O Dispensário de Alcântara que pertencia ao Ministério da Saúde foi vendido à Sagestamo, que é uma empresa imobiliária do Estado, por cerca de 2,5 milhões de Euros e que o colocou no circuito de comercialização. Portanto o mesmo é dizer que o destino é o pior possível. Ou é a descaracterização ou o desaparecimento. Por mais que os próprios aquisidores o queiram conservar, nunca podem ir muito além da fachada, se não, de nada lhes vale o investimento. Como na zona o sistema dos Lofts teve um grande êxito comercial, temo o pior. Sei que entrou no IPPAR um pedido de mudança de uso para habitação, ora fazer ali habitação não é possível fazer sem descaracterizar completamente tanto o exterior como o interior.
O Dispensário está em enorme risco e esta Junta não podia fazer muito contra isso principalmente quando entra no circuito comercial a não ser tentar encontrar entidades que estivessem interessados naquele marco arquitectónico como tal como é. O Ministério dos Negócios Estrangeiros gostaria de fazer do Dispensário uma sala de leitura do arquivo diplomático, sem degradar o interior e exterior. Havia também a possibilidade dos Hospitais Civis de Lisboa fazerem ali o museu da História da Medicina em Portugal. Outra possibilidade era fazer o Museu da Independência e Restauração, algo que não existe em Lisboa. Neste momento o que sabemos é que está em vias de classificação como imóvel de interesse municipal e enquanto estiver assim não se lhe pode mexer nem por dentro nem por fora enquanto a Câmara não disser nada.
Tem-se falado num projecto da Administração do Porto de Lisboa, que consiste em criar um muro com mais de 500 metros de comprimento e cerca de 8 de altura que divide a cidade e o mar, e onde será feito um cais para paquetes de grandes dimensões, que terá hotéis, centros comerciais e zonas de habitação. Que pensa sobre este projecto?
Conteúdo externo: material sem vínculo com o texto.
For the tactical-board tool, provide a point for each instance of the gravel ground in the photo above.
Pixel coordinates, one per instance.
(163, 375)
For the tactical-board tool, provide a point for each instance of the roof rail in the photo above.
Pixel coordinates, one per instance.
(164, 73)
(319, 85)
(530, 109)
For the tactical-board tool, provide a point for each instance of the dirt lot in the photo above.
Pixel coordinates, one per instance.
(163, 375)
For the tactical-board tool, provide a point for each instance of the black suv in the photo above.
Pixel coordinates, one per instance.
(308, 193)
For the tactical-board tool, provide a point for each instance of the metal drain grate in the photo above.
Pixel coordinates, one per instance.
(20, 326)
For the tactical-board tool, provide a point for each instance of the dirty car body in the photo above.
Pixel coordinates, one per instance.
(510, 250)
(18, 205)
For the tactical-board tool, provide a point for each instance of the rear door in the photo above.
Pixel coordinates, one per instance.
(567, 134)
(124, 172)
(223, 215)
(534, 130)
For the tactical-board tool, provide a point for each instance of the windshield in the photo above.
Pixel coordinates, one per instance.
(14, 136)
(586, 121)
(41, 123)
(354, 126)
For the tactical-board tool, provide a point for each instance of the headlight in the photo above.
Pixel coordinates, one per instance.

Tenho visto e ouvido muitos projectos da Administração do Porto de Lisboa, qual deles o mais danoso para a cidade. Já vemos muros em Berlim, já vemos muros na capital do Chipre, vemos muros infelizmente a nascer na Palestina e em Israel. Nós vemos muros a separar o México dos EUA e há uma coisa que a gente sabe: Os muros nada resolvem, só complicam. O muro ao mesmo tempo tinha uma vantagem é que mostrava claramente à vista que Lisboa não é gerida de uma forma democrática.
É gerida pela CML na sua génese que é completamente democrática e por uma administração que é nomeada por razões que são exclusivas de interesses governamentais, pelas quais não tenho nada, mas de qualquer das formas são entidades que são nomeadas e que se arrogam a definir a cidade sem ouvir os habitantes e é algo que é absolutamente insuportável. Neste projecto da requalificação da Baixa-Chiado vejo a ideia da construçãoemmilhõesdeeuros, com um terminal de cruzeiros em frente a Alfama para pôr lá navios gigantes, onde o horizonte fica tapado por estes monstros flutuantes cuja rentabilidade é igual ao seu tamanho.
Temos em Lisboa e nesta Freguesia duas gares marítimas como não há no mundo, a Gare Marítima da Rocha de Conde de Óbidos e a Gare Marítima de Alcântara, que são marcos arquitectónicos da Arte Deco, como não há, inclusivamente com pinturas de um dos nossos e mais extraordinários pintores modernos e estão no meio de contentores com 5 e 6 metros de altura.